After this he received private pupils, and among them a person connected with an assurance office desirous of studying the theory of life assurance. Davies had no knowledge of the subject, but soon mastered it. Sir John Franklin came to Davies after many years of service at sea to increase his knowledge of some of the higher branches of the science of navigation. Davies now gave instruction to several gentlemen connected with insurance associations, and was employed to do work for some of the offices. William Morgan, the actuary of the Equitable, furnished him with a certificate of actuarial competency. In 1820 he received the large silver medal of the Society of Arts for a most ingenious sundial constructed by him. The Directors of the Guardian Assurance Company applied to him for advice and assistance when drawing up their constitution, and he was engaged to construct the necessary tables. About the close of 1823 he was appointed the regular and permanent actuary of that company, an appointment which he held for nearly a third of a century. In the same year (1823) the Reversionary Interest Society was established, and for this company he constructed many elaborate and useful tables.

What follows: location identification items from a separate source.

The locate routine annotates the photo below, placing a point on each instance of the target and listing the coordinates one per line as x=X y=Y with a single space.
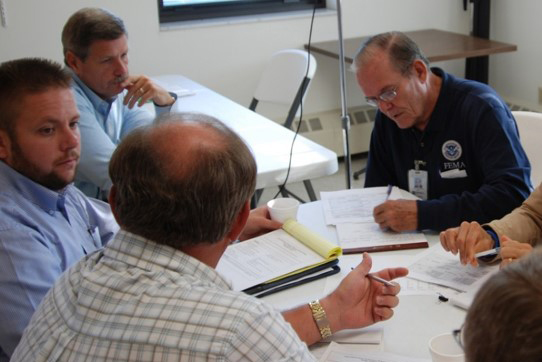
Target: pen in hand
x=379 y=279
x=388 y=193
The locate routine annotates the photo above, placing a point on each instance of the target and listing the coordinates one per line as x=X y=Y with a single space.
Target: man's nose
x=121 y=68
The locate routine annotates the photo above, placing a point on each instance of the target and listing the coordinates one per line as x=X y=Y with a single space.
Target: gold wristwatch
x=320 y=317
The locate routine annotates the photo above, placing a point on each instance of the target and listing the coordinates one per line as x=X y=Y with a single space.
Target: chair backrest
x=285 y=81
x=530 y=133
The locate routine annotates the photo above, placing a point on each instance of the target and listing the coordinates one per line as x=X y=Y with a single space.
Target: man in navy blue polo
x=452 y=142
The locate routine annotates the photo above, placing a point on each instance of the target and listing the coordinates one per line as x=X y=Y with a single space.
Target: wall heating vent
x=325 y=128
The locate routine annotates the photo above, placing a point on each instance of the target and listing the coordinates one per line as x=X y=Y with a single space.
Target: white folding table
x=269 y=141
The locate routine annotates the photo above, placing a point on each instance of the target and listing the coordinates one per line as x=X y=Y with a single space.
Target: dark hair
x=504 y=322
x=178 y=191
x=21 y=77
x=88 y=25
x=402 y=51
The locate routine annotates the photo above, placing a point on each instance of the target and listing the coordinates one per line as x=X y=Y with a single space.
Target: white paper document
x=355 y=205
x=441 y=267
x=343 y=353
x=266 y=257
x=355 y=235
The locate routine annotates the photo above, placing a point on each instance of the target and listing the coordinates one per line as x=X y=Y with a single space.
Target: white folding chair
x=530 y=132
x=285 y=82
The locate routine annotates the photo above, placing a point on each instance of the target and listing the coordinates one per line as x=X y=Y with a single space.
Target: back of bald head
x=182 y=181
x=401 y=50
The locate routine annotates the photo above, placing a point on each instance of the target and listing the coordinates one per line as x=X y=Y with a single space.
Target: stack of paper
x=278 y=260
x=351 y=211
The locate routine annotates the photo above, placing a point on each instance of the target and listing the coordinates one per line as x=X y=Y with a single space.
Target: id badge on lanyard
x=417 y=180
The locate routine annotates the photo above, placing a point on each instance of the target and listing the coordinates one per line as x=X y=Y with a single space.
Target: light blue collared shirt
x=42 y=233
x=103 y=124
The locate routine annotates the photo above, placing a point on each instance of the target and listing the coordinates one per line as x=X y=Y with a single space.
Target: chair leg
x=255 y=198
x=310 y=190
x=358 y=173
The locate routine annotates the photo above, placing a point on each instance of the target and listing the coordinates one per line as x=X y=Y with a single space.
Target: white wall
x=229 y=58
x=518 y=75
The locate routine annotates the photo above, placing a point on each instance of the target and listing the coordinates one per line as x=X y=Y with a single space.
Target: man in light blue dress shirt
x=108 y=98
x=46 y=223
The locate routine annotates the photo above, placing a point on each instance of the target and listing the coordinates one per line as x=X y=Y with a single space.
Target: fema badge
x=451 y=150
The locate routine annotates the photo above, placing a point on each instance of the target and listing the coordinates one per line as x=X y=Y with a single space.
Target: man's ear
x=420 y=69
x=112 y=201
x=239 y=222
x=73 y=61
x=5 y=147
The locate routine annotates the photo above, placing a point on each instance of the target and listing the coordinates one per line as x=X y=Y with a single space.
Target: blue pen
x=490 y=252
x=388 y=193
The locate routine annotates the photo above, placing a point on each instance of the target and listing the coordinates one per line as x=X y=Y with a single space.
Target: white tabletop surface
x=269 y=141
x=416 y=319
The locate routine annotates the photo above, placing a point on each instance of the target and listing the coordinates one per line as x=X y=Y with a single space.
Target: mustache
x=120 y=79
x=69 y=155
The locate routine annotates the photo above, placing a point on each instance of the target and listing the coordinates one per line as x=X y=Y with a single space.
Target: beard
x=51 y=180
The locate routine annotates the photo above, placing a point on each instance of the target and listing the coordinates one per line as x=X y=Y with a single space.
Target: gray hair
x=504 y=322
x=402 y=51
x=181 y=198
x=88 y=25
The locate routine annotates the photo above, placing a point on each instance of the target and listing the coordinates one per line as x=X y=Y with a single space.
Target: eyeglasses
x=458 y=336
x=386 y=96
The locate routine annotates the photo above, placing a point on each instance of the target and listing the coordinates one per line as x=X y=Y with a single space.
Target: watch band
x=320 y=317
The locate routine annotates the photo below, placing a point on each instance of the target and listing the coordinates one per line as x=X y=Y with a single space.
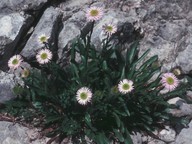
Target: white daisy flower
x=15 y=61
x=169 y=81
x=25 y=73
x=94 y=13
x=125 y=86
x=43 y=39
x=44 y=56
x=109 y=29
x=83 y=95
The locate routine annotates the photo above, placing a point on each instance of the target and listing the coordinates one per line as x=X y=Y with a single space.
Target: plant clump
x=104 y=96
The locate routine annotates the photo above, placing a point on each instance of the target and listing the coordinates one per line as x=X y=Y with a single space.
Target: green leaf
x=118 y=135
x=148 y=62
x=118 y=121
x=128 y=139
x=131 y=53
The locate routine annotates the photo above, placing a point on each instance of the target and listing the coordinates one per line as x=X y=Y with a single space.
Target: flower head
x=15 y=61
x=43 y=39
x=84 y=95
x=125 y=86
x=109 y=29
x=94 y=13
x=169 y=81
x=44 y=56
x=25 y=73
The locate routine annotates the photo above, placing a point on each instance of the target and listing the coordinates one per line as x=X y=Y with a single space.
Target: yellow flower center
x=126 y=86
x=44 y=56
x=43 y=39
x=170 y=80
x=15 y=61
x=109 y=28
x=94 y=12
x=83 y=96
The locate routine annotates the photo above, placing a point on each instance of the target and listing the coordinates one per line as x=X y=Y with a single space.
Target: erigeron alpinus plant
x=104 y=96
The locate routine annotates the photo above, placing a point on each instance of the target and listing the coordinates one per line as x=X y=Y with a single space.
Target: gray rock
x=11 y=28
x=71 y=29
x=11 y=133
x=168 y=33
x=7 y=82
x=137 y=138
x=19 y=5
x=167 y=134
x=47 y=25
x=184 y=136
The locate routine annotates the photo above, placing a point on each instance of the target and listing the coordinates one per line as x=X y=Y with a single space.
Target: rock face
x=48 y=25
x=164 y=24
x=19 y=5
x=185 y=136
x=7 y=82
x=16 y=134
x=167 y=31
x=12 y=27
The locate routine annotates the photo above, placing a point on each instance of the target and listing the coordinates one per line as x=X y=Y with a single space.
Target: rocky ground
x=165 y=26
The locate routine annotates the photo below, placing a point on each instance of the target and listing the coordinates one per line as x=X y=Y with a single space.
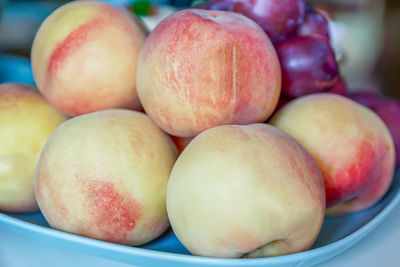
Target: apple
x=26 y=121
x=104 y=175
x=350 y=143
x=84 y=57
x=245 y=191
x=199 y=69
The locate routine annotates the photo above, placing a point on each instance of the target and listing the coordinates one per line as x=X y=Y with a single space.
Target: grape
x=280 y=19
x=314 y=23
x=387 y=109
x=308 y=65
x=339 y=88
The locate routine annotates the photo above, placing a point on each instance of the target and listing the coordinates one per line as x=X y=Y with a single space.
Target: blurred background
x=365 y=34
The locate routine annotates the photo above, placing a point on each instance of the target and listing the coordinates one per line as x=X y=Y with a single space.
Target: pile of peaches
x=133 y=132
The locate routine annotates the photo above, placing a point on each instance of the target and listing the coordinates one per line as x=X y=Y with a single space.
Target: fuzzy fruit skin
x=104 y=175
x=199 y=69
x=350 y=143
x=245 y=191
x=84 y=57
x=26 y=121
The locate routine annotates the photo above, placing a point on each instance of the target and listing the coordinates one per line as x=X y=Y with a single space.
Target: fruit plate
x=28 y=236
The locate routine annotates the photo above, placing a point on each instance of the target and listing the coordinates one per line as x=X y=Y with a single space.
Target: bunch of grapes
x=301 y=37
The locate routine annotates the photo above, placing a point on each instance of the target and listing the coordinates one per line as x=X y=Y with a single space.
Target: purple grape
x=308 y=65
x=314 y=23
x=280 y=19
x=339 y=87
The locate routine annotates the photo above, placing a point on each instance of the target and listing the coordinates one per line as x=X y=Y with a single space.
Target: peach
x=84 y=57
x=350 y=143
x=26 y=121
x=245 y=191
x=181 y=142
x=104 y=175
x=199 y=69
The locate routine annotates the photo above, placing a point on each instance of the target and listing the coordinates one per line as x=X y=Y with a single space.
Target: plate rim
x=349 y=240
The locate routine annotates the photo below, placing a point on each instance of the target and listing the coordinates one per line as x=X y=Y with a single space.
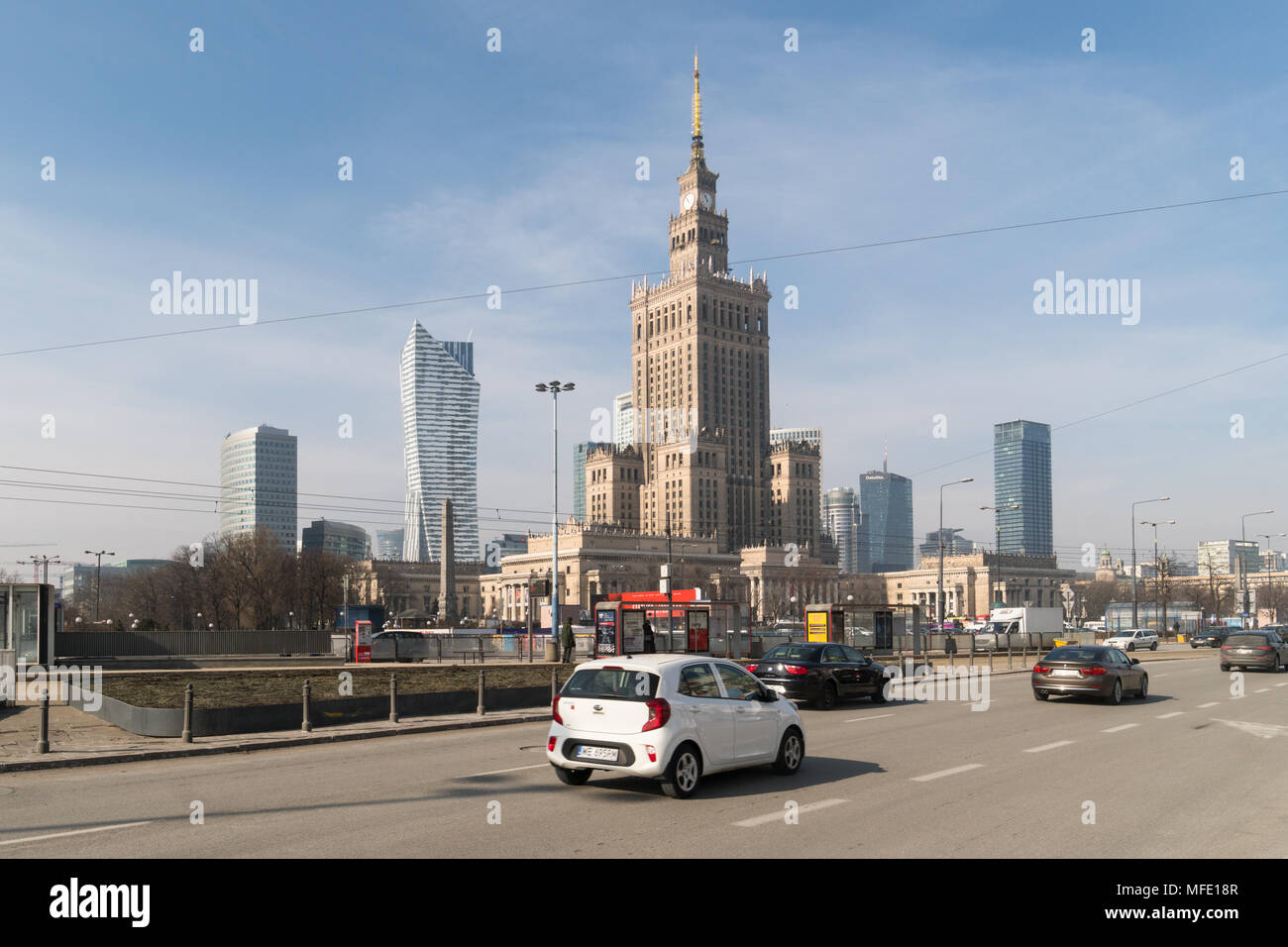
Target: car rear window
x=1245 y=639
x=1076 y=655
x=614 y=684
x=794 y=652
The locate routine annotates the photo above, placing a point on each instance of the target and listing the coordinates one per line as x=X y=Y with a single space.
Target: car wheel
x=572 y=777
x=791 y=753
x=684 y=774
x=825 y=698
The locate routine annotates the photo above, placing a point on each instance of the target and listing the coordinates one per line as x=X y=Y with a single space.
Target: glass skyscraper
x=1021 y=474
x=885 y=532
x=441 y=432
x=258 y=483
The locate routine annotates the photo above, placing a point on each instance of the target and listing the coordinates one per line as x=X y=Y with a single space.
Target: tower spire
x=697 y=114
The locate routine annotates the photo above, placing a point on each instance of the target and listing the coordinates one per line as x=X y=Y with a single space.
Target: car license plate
x=597 y=753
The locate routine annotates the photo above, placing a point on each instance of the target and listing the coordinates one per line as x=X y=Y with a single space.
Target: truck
x=1018 y=628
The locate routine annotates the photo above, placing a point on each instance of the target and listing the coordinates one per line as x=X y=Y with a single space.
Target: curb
x=143 y=755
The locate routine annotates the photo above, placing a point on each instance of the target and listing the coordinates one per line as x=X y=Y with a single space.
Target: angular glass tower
x=441 y=433
x=885 y=532
x=1021 y=474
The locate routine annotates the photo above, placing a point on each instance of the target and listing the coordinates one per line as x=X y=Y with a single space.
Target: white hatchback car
x=1133 y=638
x=674 y=718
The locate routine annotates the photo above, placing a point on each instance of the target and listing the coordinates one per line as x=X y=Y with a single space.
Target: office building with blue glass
x=1021 y=476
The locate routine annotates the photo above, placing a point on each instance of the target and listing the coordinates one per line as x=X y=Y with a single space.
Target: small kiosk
x=870 y=628
x=683 y=625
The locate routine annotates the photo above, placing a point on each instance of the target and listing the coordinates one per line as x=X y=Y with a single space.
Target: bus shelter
x=683 y=625
x=868 y=628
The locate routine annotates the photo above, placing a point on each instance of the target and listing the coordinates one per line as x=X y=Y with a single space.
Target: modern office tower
x=1021 y=474
x=441 y=425
x=885 y=531
x=841 y=522
x=579 y=476
x=342 y=539
x=258 y=483
x=389 y=544
x=623 y=421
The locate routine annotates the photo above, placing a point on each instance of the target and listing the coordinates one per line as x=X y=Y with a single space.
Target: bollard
x=187 y=714
x=43 y=744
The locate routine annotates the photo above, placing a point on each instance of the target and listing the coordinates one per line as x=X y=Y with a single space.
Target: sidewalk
x=80 y=740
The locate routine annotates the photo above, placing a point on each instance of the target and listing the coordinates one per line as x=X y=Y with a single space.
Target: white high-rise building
x=623 y=421
x=441 y=433
x=258 y=483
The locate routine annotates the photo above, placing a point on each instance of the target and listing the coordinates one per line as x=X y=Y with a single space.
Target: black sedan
x=820 y=674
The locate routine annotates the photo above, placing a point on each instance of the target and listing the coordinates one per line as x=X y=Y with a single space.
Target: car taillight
x=658 y=712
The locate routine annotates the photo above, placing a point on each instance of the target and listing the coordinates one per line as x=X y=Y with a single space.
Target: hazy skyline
x=518 y=169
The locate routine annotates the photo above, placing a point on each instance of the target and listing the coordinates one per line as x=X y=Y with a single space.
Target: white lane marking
x=777 y=815
x=511 y=770
x=77 y=831
x=941 y=774
x=1048 y=746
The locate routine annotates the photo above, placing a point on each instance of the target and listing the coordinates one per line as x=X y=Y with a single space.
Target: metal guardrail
x=68 y=644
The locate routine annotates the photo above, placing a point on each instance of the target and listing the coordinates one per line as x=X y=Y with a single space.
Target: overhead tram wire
x=571 y=283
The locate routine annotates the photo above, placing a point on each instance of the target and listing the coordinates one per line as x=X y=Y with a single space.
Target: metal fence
x=188 y=643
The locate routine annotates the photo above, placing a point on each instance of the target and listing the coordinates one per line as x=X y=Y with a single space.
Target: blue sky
x=518 y=169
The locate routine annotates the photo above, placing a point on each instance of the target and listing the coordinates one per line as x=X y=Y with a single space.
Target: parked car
x=673 y=718
x=1090 y=671
x=1133 y=639
x=819 y=673
x=399 y=646
x=1261 y=648
x=1210 y=638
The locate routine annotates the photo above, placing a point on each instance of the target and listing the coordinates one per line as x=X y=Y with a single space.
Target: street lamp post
x=939 y=599
x=1162 y=624
x=997 y=545
x=554 y=388
x=1267 y=538
x=1134 y=573
x=98 y=579
x=1243 y=566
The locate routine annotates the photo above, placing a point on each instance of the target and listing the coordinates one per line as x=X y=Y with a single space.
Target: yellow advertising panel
x=815 y=626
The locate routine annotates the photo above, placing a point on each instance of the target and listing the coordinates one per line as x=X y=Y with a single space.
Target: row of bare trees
x=245 y=581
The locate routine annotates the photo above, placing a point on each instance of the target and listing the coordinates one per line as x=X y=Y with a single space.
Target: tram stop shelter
x=872 y=629
x=683 y=624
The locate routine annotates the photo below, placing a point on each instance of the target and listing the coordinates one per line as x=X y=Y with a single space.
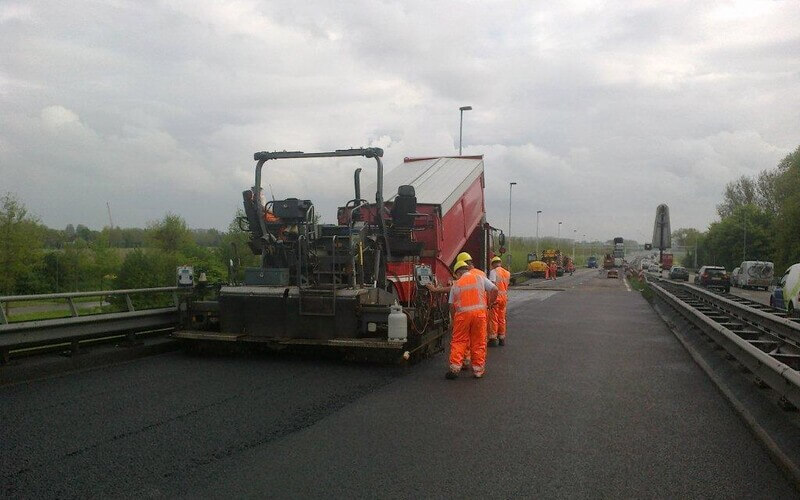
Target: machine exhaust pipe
x=357 y=183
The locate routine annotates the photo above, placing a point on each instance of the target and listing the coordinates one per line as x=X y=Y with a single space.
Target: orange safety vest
x=477 y=272
x=503 y=280
x=468 y=293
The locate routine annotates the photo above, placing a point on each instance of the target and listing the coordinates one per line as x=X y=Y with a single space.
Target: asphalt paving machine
x=357 y=287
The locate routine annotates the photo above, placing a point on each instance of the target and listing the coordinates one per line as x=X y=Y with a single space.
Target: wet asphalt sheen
x=592 y=397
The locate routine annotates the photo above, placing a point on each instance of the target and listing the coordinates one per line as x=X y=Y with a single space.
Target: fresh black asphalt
x=592 y=397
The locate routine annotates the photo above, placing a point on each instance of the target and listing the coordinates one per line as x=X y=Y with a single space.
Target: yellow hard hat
x=463 y=257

In the first of his reports to the founders of that institution he announced that he had ‘ascertained upon indubitable evidence that a diminution had taken place in the mortality of Great Britain during the last hundred years.’ In 1825 he published ‘Tables of Life Contingencies, containing the rates of mortality among the members of the Equitable Society, and the value of life annuities, reversions, &c. computed therefrom; together with a more extensive scale of premiums for life assurance, deduced from the Northampton rate of mortality, than any hitherto published, and the progressive values of life policies.’ Davies was the remodeller of George Barrett's columnar plan of constructing mortality tables, and so arranged his tables that they may almost be said to be a new discovery (WALFORD, Cyclopædia, i. 618–23). Davies's fame as an actuary became widely known.

==East India Company==
In 1829 the directors of the East India Company submitted the documents concerning the Bombay military fund for his investigation and report, and from this period up to 1851 he was constantly consulted regarding the various Indian funds. He wrote no less than twenty reports on these Indian funds, each containing extensive insurance tables. He was also engaged from time to time for the Bank of England. On 16 June 1831, on the recommendation of Mr. Benjamin Gompertz, he was elected a Fellow of the Royal Society.

==Ill Health and Death==
From about 1847 he suffered from a series of attacks of bronchitis. On 5 December 1854 he was seized with a paralytic stroke, and died at 25 Duncan Terrace, Islington, London, 25 March 1855. He was married twice, and left a son and a daughter. He is buried in Abney Park Cemetery, Stoke Newington.

==Published works==
- ‘Report and Valuation for the Madras Medical Fund, with numerous tables for its future guidance.’
- ‘Tables for the Use of Friendly Societies, by J. Finlaison. The tables compiled by G. Davies,’ 1847.